Le favole nascono per questo
Ossia le favole nascono per tradurre e per curare l’infodemia. Le parabole, le novelle, i racconti, le barzellette hanno proprio la funzione di distanziamento tra le informazioni al fine di ridurre l’infodemia e riportare l’essenza dell’informazione. Per questo ci dobbiamo sforzare a raccontare una favola…
“C’era una volta un pipistrello che prese il raffreddore e siccome un signore lo era andato a visitare nella sua grotta anche il signore prese il raffreddore. Allora quel signore incontrò due amici che presero il raffreddore e i due amici incontrarono altri due amici che presero, anche loro il raffreddore. Dopo poco tempo siccome gli amici volevano …”

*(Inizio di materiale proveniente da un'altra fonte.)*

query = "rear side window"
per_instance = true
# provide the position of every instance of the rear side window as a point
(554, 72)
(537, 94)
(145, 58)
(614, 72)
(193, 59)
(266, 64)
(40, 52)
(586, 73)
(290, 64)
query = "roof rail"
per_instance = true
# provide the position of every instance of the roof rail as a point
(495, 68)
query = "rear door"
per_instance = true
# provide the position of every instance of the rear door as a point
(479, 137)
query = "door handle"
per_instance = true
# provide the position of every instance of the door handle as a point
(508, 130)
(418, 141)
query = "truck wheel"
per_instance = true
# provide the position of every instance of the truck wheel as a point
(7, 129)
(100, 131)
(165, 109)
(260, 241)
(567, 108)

No no non ci siamo! Mio figlio sta guardando da un’altra parte di nuovo, e mia nonna idem. Non è la favola giusta.
La psicoterapia
La psicoterapia questa sconosciuta. Quella che lavora poco e si svende come ascolto gratuito nei periodi di crisi. La psicoterapia ha proprio questa funzione. Distillare le immagini e le informazioni. Ridurre all’essenza un’emozione per renderla intellegibile e quindi consentirle di svolgere il suo lavoro, ossia il muoverci. La psicoterapia racconta storie e le storie curano. E chi giunge in terapia lo fa sempre in preda ad un’infodemia, lo fa per chiedere di spegnere i social che mandano messaggi in continuazione, lo fa chiedendo di ridurre il rumore di fondo, i decreti, le autocertificazioni, gli orari per la spesa, i pipistrelli, i russi, i cinesi i tg leonardeschi di qualche anno fa. Insomma chi giunge in terapia sta cercando di sottrarsi all’iperconnessione, sta cercando di ridurre l’afflusso di informazioni e cercare di carpire il messaggio nella sua essenza. Per fare questo deve smettere di avere paura e deve smettere di saltare per farsi vedere dalla mamma.
Allora quale è la favola del Coronavirus?

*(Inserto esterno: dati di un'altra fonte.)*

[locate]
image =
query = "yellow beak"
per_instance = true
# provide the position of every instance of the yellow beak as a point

“Allora, figlio mio, non possiamo andare al parco perché… “ Come li metto insieme i russi, i cinesi, gli americani, i tamponi, le bugie, i contagi, i morti?

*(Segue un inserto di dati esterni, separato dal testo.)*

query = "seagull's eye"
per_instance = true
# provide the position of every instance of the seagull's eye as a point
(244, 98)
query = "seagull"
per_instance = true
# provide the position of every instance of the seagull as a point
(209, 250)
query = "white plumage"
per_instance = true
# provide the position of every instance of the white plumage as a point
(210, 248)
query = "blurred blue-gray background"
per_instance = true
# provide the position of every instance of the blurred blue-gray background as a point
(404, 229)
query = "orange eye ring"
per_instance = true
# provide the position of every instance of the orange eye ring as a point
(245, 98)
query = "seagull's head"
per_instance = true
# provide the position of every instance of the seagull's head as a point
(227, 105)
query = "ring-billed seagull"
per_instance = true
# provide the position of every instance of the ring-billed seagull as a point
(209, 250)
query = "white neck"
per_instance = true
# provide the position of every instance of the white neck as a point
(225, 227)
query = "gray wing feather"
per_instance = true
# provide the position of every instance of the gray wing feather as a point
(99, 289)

Non conosco una favola per raccontare quello che accade. Per questo sto lì che traccheggio, che penso a cosa dire. Allora lui, mio figlio, dal basso dei suoi tre anni, mi osserva sornione, piega leggermente il capo da una parte avvicinando il mento al petto e, mentre le pupille guardano verso l’alto cercando il mio sguardo e, contemporaneamente, nascondendosene, mi dice: “Papà non possiamo andare al pacco sennò ci viene la frebbe e poi nonna muore”. E io ascolto la semplice verità dalla voce di chi, per sua fortuna, non accusa né sintomi pandemici né infodemici e, prima che possa rispondere con una frase paterna, lui prosegue “… ma nonno in cielo non vuole che nonna muore? Secondo me si”.
“Vocatus atque non vocatus deus aderit” (C. G. Jung)
Tutto questo non mi solleva dalla paura di morire, ma mi solleva dal bisogno di comunicare qualcosa che non ho ancora capito. Per questo sono stato in silenzio più che potevo in questo periodo. E questo fa la psicoterapia. In caso non si capisca bene cosa stia accadendo resta in silenzio, religiosamente in attesa che si riveli l’immagine che, secondo necessità, deve realizzarsi.
La psicoterapia non ha fretta di dare risposte, di definire i destini, i traumi, il futuro o il passato. La psicoterapia è la lenta acquisizione della capacità di stare senza risposte e dubitate, direi, della psicologia che vende o, peggio, elargisce, gratuitamente, risposte. Quella è la psicologia adescatrice e, sia chiaro, nessuno psicologo ci sta capendo un granché.
Insomma la psicoterapia è prometeica ossia agisce sotto il primo dei doni che ci fece Prometeo, ossia l’oblio dell’ora della morte. Invece oggi la psicologia sembra voglia sempre dirci di che morte dobbiamo morire.